The OHSU course has, however, been the flagship course of the 10x10 program, and by the end of 2010, a total of 999 had completed it. We did not reach anywhere near that vaunted number of 10,000 by 2010, although probably could have had that many people come forward, since distance learning is very scalable. After 2010 the course continued to be popular and in demand, so we continued to offer "10x10" and have done so to the present time.

This year now marks the tenth year that the course has been offered, and some 1837 people have completed the OHSU offering of 10x10. This includes not only general offerings with AMIA, but those delivered to various partners, including the American College of Emergency Physicians, the Academy of Nutrition and Dietetics, the Mayo Clinic, the Centers for Disease Control and Prevention, the New York State Academy of Family Physicians, and others. The course has also had international appeal as well, with it being translated and then adapted to Latin America by colleagues at Hospital Italiano of Buenos Aires in Argentina as well as being offered in its English version, with some local content and perspective added, in collaboration with Gateway Consulting in Singapore. Additional international offerings have been sponsored by King Saud University of Saudi Arabia and the Israeli Ministry of Health.

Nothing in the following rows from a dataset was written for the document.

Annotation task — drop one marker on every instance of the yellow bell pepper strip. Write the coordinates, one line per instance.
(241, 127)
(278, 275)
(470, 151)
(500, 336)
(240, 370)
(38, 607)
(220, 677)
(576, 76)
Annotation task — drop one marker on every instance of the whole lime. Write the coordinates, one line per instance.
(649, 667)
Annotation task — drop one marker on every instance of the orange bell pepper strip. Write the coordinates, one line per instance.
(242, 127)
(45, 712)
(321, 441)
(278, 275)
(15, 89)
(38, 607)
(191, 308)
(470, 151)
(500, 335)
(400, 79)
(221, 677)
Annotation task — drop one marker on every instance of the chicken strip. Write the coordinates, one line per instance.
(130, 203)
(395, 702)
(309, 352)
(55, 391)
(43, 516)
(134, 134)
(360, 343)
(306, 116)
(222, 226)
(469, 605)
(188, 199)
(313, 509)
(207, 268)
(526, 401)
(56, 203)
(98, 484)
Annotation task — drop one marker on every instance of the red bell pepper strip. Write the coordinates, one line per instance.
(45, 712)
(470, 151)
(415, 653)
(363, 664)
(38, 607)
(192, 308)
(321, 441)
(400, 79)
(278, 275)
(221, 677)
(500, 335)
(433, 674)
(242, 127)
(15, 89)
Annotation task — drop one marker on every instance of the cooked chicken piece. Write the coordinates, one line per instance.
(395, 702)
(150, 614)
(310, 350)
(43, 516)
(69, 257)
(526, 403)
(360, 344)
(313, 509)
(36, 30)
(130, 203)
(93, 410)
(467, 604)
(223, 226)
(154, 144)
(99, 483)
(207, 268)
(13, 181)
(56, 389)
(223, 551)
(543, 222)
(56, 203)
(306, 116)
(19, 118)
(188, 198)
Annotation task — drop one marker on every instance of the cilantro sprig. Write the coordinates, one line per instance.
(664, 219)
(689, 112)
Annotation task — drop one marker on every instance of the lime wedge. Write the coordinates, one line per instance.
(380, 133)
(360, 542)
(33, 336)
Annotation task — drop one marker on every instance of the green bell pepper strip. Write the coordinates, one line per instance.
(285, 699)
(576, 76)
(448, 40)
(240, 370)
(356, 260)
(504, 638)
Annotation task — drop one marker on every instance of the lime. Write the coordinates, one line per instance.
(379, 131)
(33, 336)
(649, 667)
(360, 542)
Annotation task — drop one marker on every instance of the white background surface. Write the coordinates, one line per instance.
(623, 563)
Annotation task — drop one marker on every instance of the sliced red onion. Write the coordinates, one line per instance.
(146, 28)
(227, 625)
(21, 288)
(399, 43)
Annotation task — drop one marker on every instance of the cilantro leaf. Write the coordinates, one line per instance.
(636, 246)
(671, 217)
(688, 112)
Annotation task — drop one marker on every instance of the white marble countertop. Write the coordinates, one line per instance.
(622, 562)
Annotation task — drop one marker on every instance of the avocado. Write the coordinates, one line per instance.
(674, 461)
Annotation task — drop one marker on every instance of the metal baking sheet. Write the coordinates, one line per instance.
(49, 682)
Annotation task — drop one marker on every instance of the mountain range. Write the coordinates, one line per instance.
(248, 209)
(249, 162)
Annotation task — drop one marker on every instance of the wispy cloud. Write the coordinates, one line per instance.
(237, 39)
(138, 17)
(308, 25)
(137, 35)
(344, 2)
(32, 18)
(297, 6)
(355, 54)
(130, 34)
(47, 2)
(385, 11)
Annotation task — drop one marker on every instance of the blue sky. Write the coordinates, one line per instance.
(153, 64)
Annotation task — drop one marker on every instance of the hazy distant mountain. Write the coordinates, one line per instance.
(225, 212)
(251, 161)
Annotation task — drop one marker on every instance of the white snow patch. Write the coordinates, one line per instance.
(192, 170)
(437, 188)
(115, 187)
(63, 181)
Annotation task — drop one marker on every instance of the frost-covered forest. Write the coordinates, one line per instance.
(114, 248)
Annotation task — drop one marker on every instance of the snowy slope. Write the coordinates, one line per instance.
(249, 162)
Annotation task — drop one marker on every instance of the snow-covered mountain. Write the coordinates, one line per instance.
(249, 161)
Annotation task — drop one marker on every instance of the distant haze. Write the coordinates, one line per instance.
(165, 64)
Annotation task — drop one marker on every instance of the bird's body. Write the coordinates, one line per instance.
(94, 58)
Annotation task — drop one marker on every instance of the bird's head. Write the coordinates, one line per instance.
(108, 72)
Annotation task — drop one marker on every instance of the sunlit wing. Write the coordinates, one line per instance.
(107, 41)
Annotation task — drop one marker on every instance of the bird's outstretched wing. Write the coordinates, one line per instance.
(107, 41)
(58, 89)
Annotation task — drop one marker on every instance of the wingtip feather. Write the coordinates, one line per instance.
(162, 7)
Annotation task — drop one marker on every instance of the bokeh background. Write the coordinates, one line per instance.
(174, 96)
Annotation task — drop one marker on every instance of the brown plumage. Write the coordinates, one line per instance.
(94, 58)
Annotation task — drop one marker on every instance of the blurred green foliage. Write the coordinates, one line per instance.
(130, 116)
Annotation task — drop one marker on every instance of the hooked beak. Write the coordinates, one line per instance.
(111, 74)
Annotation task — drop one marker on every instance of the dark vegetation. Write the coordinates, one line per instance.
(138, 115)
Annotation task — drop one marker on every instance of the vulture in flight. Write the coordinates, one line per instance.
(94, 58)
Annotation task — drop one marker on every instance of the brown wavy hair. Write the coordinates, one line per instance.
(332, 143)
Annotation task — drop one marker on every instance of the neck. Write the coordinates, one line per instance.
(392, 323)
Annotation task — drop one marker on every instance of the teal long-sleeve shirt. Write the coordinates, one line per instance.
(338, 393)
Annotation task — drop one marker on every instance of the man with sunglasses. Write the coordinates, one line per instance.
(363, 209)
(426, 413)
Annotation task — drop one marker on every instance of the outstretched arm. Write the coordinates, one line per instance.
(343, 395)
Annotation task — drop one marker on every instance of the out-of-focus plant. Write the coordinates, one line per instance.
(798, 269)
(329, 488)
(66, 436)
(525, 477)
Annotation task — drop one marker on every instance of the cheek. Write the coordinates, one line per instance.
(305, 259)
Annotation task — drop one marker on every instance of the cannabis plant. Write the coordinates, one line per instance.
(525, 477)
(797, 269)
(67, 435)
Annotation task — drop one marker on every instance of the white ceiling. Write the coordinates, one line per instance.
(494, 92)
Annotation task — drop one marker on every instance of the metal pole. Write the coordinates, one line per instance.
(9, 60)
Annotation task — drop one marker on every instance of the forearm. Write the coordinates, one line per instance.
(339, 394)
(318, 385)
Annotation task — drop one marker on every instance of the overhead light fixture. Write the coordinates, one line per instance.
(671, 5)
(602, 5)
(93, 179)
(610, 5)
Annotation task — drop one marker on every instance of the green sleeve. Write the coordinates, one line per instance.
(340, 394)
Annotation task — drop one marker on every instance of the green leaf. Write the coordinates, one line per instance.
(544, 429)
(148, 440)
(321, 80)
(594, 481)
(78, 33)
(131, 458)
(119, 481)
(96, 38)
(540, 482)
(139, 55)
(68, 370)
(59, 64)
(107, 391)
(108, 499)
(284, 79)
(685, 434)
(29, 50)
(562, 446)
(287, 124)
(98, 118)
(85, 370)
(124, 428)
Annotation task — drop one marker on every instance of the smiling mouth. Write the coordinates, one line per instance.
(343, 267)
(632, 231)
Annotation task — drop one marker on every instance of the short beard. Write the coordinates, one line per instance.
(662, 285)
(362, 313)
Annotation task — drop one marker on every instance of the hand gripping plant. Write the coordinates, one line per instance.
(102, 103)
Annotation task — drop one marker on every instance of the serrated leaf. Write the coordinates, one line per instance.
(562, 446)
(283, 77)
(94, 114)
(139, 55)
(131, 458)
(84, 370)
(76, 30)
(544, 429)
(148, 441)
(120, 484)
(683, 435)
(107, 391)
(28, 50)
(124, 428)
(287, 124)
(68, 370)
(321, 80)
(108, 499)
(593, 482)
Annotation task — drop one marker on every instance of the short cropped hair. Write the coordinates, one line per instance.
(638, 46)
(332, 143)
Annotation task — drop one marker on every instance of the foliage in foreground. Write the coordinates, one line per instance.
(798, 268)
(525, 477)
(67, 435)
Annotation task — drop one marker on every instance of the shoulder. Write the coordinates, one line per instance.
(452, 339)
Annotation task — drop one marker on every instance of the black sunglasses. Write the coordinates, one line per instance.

All told, the OHSU offering of the 10x10 program has accounted for 76% of the 2406 people who completed various other 10x10 courses. The chart below shows the distribution of the institutions offering English versions of the course.


The 10x10 course has also been good for our informatics educational program at OHSU. As the course is a replication of our introductory course in our graduate program (BMI 510 - Introduction to Biomedical and Health Informatics), those completing the OHSU 10x10 course can optionally take the final exam for BMI 510 and then be eligible for graduate credit at OHSU (if they are eligible for graduate study, i.e., have a bachelor's degree). About half of the people completing the course have taken and passed the final exam, with about half of them (25% of total) enrolling in either our Graduate Certificate or Master of Biomedical Informatics program. Because our graduate program has a "building block" structure, where what is done at lower levels can be applied upward, we have had one individual who even started in the 10x10 course and progressed all the way to obtain a Doctor of Philosophy (PhD) from our program.

As I said at the end of the 2010, the 10x10 program will continue as long as there is interest from individuals who want to take it. Given the continued need for individuals with expertise in informatics, along with rewarding careers for them to pursue in the field, I suspect the course will continue for a long time.